Qualche giorno fa ho partecipato a un incontro della V Commissione dedicato ai progetti che verranno attivati nel centro Poliss, concesso in comodato al Comune di Sassari. Un momento che avrebbe dovuto rappresentare un’occasione di visione, di slancio verso il futuro, di riflessione seria sul disagio giovanile. E invece, in parte, si è trasformato in uno specchio di un problema più profondo: la distanza tra il mondo che cambia e chi dovrebbe preparare i giovani ad affrontarlo.
Le associazioni coinvolte, animate senza dubbio da buone intenzioni, hanno proposto attività rivolte ai ragazzi di quattordici anni o poco più, finalizzate all’apprendimento di mestieri manuali: il manovale, l’idraulico, lavori pratici che appartengono a una tradizione consolidata.

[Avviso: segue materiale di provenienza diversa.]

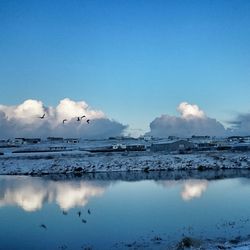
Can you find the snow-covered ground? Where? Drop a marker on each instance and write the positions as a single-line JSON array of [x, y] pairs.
[[78, 161]]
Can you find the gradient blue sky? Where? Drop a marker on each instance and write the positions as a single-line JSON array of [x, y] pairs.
[[134, 60]]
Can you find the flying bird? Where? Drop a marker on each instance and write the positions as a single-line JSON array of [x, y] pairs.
[[41, 117], [43, 226], [65, 213]]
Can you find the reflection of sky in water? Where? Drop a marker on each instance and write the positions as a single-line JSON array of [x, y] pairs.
[[120, 211]]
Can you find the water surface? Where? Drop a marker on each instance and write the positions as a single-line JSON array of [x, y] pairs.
[[41, 213]]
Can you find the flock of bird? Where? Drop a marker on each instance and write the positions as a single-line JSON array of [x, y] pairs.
[[79, 213], [79, 118]]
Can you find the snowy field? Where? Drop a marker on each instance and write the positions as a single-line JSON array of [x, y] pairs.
[[76, 160]]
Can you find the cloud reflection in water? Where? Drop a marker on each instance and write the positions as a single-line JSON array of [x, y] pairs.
[[31, 193]]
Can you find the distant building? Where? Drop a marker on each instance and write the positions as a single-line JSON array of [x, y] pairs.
[[27, 140], [55, 139], [147, 138], [200, 137], [172, 137], [72, 140], [180, 146]]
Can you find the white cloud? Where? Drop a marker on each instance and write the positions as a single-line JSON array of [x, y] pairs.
[[192, 121], [190, 111], [241, 125], [23, 120]]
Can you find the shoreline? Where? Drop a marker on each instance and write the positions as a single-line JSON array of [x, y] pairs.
[[81, 162]]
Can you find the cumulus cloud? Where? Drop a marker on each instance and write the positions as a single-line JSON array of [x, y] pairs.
[[23, 120], [192, 121], [241, 125]]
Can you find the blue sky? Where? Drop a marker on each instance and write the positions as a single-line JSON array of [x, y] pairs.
[[135, 60]]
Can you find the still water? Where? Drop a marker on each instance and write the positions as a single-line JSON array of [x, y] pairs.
[[41, 213]]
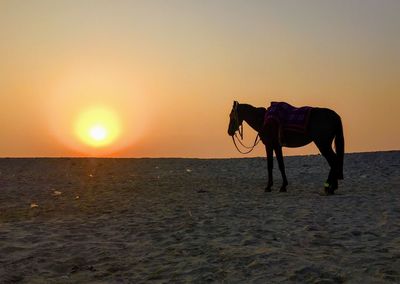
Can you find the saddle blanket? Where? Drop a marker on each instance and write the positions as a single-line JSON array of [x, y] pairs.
[[288, 116]]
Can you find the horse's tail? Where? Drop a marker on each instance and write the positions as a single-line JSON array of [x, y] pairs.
[[339, 146]]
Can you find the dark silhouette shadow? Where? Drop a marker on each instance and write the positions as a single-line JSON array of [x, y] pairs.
[[282, 125]]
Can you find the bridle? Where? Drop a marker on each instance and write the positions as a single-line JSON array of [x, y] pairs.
[[240, 129]]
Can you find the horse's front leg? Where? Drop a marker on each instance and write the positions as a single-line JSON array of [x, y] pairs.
[[279, 157], [270, 162]]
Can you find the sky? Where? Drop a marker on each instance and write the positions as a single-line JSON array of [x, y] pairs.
[[163, 74]]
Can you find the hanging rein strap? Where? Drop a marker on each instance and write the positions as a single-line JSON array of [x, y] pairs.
[[240, 130]]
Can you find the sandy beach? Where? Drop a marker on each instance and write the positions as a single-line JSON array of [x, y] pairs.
[[196, 220]]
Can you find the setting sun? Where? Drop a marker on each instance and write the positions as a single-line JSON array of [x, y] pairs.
[[98, 127]]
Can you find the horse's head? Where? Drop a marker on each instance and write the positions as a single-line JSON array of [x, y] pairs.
[[235, 121]]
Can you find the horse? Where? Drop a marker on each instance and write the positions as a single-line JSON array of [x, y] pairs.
[[322, 126]]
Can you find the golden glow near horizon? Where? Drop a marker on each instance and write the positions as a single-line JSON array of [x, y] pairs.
[[98, 127]]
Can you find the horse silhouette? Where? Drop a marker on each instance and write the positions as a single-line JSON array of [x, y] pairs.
[[282, 125]]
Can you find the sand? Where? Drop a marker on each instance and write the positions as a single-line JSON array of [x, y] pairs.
[[192, 220]]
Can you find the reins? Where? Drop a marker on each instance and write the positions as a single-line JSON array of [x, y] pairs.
[[256, 141], [240, 129]]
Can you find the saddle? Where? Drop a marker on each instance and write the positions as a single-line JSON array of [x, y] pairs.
[[288, 117]]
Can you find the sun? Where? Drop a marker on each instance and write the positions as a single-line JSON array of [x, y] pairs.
[[97, 127]]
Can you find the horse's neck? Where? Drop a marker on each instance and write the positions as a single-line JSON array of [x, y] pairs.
[[253, 116]]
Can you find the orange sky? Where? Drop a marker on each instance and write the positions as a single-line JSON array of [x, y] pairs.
[[171, 69]]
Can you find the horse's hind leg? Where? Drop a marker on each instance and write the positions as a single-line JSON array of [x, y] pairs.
[[327, 151]]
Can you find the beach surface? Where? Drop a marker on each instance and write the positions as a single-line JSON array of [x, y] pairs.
[[195, 220]]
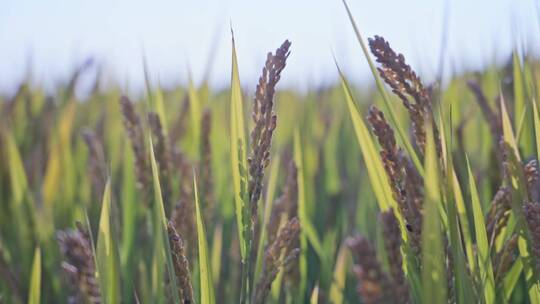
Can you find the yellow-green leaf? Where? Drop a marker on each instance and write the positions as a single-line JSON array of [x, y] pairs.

Ma la domanda è inevitabile: è davvero questa la risposta al disagio giovanile nel 2026?
Non si tratta di sminuire la dignità di questi mestieri, che restano fondamentali e rispettabili. Il punto è un altro: proporli come orizzonte principale a giovanissimi significa, implicitamente, indirizzarli verso una visione limitata del loro futuro. È qui che emerge una certa impostazione ancora profondamente classista: l’idea che alcuni ragazzi debbano essere avviati presto a lavori manuali, mentre il mondo corre verso ben altre direzioni.
Viviamo in un’epoca in cui le nuove tecnologie stanno ridefinendo ogni ambito della società: intelligenza artificiale, programmazione, robotica, comunicazione digitale, nuove professioni creative e ibride. I giovani lo sanno, lo percepiscono, lo cercano. Guardano al futuro con curiosità e ambizione. Ma troppo spesso trovano davanti a sé adulti e formatori che sembrano fermi a un’altra epoca.
Il paradosso è evidente: mentre i ragazzi sono già proiettati nel domani, chi dovrebbe accompagnarli continua a proporre modelli formativi che avevano senso nel Novecento. Non si tratta di abbandonare il passato, ma di non restarne prigionieri.
Se davvero vogliamo combattere il disagio giovanile, dobbiamo offrire strumenti che aprano possibilità, non che le restringano. Laboratori digitali, corsi di coding, educazione all’imprenditorialità, percorsi nelle arti visive e nella comunicazione: sono queste le strade che possono accendere interesse, motivazione e senso di prospettiva.
Il rischio, altrimenti, è quello di alimentare proprio quel disagio che si vorrebbe combattere. Perché un giovane che non si riconosce nelle opportunità offerte, che percepisce una distanza tra sé e il mondo che gli viene proposto, finisce per sentirsi escluso, non valorizzato.
Il centro Poliss potrebbe essere un laboratorio di futuro. Ma perché lo diventi davvero, serve un cambio di paradigma: meno nostalgia e più visione. Meno adattamento al passato e più investimento nel domani.
I giovani non chiedono scorciatoie. Chiedono opportunità vere, all’altezza del tempo in cui vivono. Sta agli adulti decidere se accompagnarli o trattenerli.